「それで、どうして寝ていないの?」
「全く寝ていないわけじゃないよ?」

 にこにこと表情を崩さないオデルに、少し苛立ったようにシルディアが呟く。

「わかった。わたしに気を使って寝台が使えないのね」
「そうじゃないよ」
「じゃあ何だって言うの」
「俺、寝つきが悪いからさ。シルディアを起こしてしまうかもしれないと思ってね」
「そこまで心は狭くないわよ」
「……うん。ごめんね。シルディアの心が広いのは分かっているよ。これは、俺の問題だから」

 そう言ってオデルは申し訳なさそうに眉を下げた。
 しかし納得のできないシルディアは拗ねたようにソファーの上で両脚を抱える。

「わたしのこと、つがいだと言う割に秘密主義なのね」
「それ、遠回しに俺のこと知りたいって言ってるようなものだけど……自覚してる?」
「惑わされないわよ。
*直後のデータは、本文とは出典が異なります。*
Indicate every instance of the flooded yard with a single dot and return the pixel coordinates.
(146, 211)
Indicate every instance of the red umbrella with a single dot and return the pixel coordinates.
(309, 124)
それに、わたしはそう言ったつもりだけど?」
「! シルディアが、俺に興味を!?」
「仮につがいと認められなくても、オデルがわたしを手放すと思えない。だから、腹をくくらないといけないと思っただけよ」
「そうだね。俺はシルディアを手放すつもりはない」
「でもオデルは、わたしに知ってほしいなんて思ってないでしょ」

 シルディアが真剣な目をオデルへと向ける。
 あまり表情を変えない彼の微かな揺らぎ。
 シルディアはこの一週間で、僅かな変化を感じ取ることができるようになっていた。

(少し驚いているけど、一番は疑心暗鬼。寝込みを襲われるとでも思っているのかしら? 心外だわ)

 赤い瞳の奥に宿っているのは疑惑だ。
 誰も信じないと言わんばかりの目。
 それは皇国に来た頃からずっと変わらない。

「なにか気に障ることをしてしまったのかな? 謝るよ。夫婦円満の秘訣は、即断即決だって聞いたからね」
「それ本当に既婚者に聞いたの?」
「え? うん。そうだよ」
「わたしの思う夫婦円満の秘訣は、なんでも話す事よ。お互い秘密はなしにしましょう?」
「もう夜も遅い。それはまた明日にしよう? 早く寝ないとシルディアの綺麗な肌が荒れてしまう」
「一日の夜更かしなんて誤差よ」
「……いつにも増して積極的だね? そんなに俺のことが知りたいの?」

 隣から伸ばされた腕に抱きしめられるも、シルディアは顔色一つ変えなかった。